From: Unruh on
"Sergei" <silentser(a)gmail.com> writes:


>Joseph Ashwood wrote:
>> "Sergei" <silentser(a)gmail.com> wrote in message
>> news:1165502590.529789.195440(a)n67g2000cwd.googlegroups.com...
>> > Sure. But what random data has to do with "few doesns of __terabytes__
>> > of data", which should be partishioned in blocks and hashed?
>>
>> My estimate went to the level of 1024 TB in 512KB pieces, and scales very
>> well up to 2^275 bytes for which we don't even have designations.
>>
>> > As I
>> > understood, all the estimations here were made by assuming that the
>> > data was random.
>>
>> Actually they assume a much weaker constraint that the data wasn't chosen to
>> either collide on the block size or to break the hash you choose. My
>> proposal included encryption only because that is generally desirable in
>> such large situations.
>>
>> > But why do you think this "few doesns of __terabytes__
>> > of data" contain a random data?
>>
>> We don't.
>> Joe

>Ok, but aren't such estimations as "approximately one collision among
>2^64 (resp. 2^80) different inputs" can be made only for the ideal
>case when the hashes produce truly random outputs for any kinds of
>inputs? Basically, I want to know, what would say if I claim a slightly
>different estimation for MD5 (resp. SHA-1): approximately one collision
>among 2^62 (resp. 2^77) different inputs? Would you object?
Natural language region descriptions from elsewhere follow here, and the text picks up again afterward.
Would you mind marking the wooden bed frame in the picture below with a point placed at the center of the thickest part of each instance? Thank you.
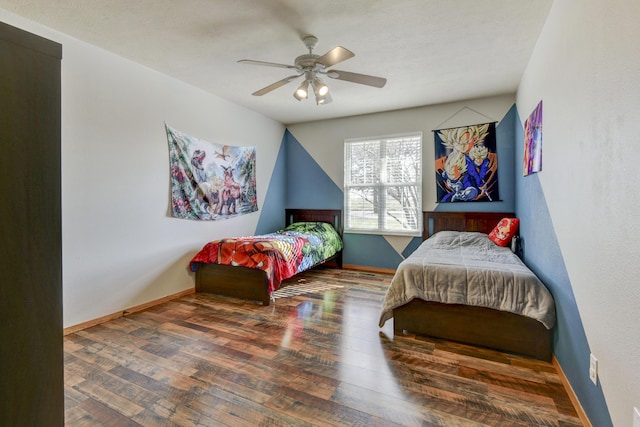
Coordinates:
(251, 284)
(472, 325)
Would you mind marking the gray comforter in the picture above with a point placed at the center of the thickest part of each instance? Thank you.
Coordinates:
(467, 268)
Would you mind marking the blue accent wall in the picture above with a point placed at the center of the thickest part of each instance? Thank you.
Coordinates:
(308, 186)
(272, 215)
(542, 254)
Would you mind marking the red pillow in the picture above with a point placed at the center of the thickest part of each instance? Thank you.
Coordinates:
(502, 234)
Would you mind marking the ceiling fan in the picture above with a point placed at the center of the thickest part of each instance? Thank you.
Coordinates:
(312, 66)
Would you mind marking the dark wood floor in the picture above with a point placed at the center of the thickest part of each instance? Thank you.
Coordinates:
(314, 359)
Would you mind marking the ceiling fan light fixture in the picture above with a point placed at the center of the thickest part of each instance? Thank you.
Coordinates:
(323, 99)
(319, 87)
(302, 92)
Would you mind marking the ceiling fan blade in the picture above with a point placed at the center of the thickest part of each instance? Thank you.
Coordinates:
(274, 86)
(268, 64)
(334, 56)
(357, 78)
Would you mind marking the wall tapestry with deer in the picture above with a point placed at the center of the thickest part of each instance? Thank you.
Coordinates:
(210, 181)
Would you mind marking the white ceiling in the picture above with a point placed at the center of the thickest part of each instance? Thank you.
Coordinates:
(431, 51)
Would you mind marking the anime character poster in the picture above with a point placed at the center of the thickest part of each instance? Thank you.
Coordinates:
(467, 164)
(532, 161)
(210, 181)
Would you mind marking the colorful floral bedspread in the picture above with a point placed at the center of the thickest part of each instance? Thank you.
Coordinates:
(281, 254)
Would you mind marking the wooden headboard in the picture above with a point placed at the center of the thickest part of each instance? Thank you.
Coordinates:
(483, 222)
(332, 216)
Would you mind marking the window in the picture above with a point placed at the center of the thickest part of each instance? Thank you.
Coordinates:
(383, 185)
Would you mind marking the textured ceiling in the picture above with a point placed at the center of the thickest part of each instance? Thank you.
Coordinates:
(431, 51)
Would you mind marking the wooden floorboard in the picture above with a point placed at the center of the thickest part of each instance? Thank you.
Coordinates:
(316, 359)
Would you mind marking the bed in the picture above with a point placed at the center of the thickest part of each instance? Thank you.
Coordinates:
(253, 283)
(480, 325)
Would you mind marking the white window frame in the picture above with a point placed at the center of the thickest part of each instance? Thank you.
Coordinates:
(381, 183)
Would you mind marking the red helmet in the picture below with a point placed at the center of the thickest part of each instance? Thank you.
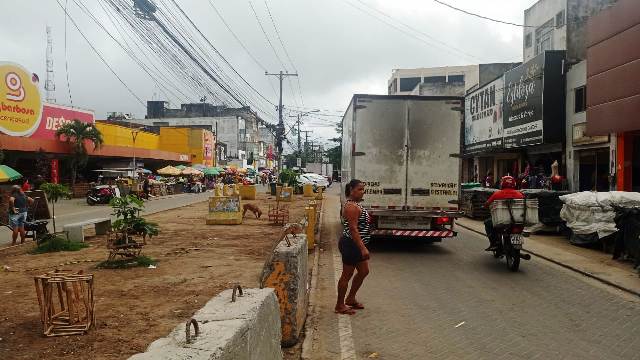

I would ask you to justify that number.
So yes, I would object.

It is of course true that if I take the hash which is say text mod 2^128
and my input is the consecutive numbers from 1 to 2^127, I will get no
collisions for that input. Ie, although the output is uniform, the input is
not and that is reflected in the output. So there is an assumption being
made about both the hash and the input.




>I undestand, this is a little bit off topic, but there is no crypto
>specialists in my department and I'm interested in this topic.

>Sergei

From: Unruh on
Peter Fairbrother <zenadsl6186(a)zen.co.uk> writes:

>Unruh wrote:

>> Peter Fairbrother <zenadsl6186(a)zen.co.uk> writes:
>>
>>> Unruh wrote:
>>
>>>> "Sergei" <silentser(a)gmail.com> writes:

>>>>> Sorry for another dilettantish question, but what is "a uniformly
>>>>> distributed function"? I thought this is simply another name for a
>>>>> random oracle function. If this is a function that simpy gives
>>>>> uniformly distributed outputs when given a uniformly distributed inputs
>>>>> then, for example, F(x)=x is also uniformly distributed. But what does
>>>>> it have to do with the collision probabilities in the case described
>>>>> here?
>>>>
>>>> It is precisely relevant. He wants to define collisions as collisions
>>>> between different inputs producing the same output. Obviously if the inputs
>>>> are not uniform, then the outputs are not since the function is
>>>> deterministic ( same input always gives the same output.)
>>
>>> No, they aren't. In fact the precise opposite would be true of a good hash
>>> function. A good hash function should give randomly-distributed outputs
>>> whether or not the inputs were randomly distributed (as long as the inputs
>>> are different).
>>
>> Of course it would not. The outputs are deterministically dependent on the
>> input. Thus if the input is biased, so is the output.

>Eh?

>> Of course the biases
>> may not be obvious. For example, lets say that there are only two inputs,
>> then there are only two, definite, outputs.

>How does only having two samples bias the distribution?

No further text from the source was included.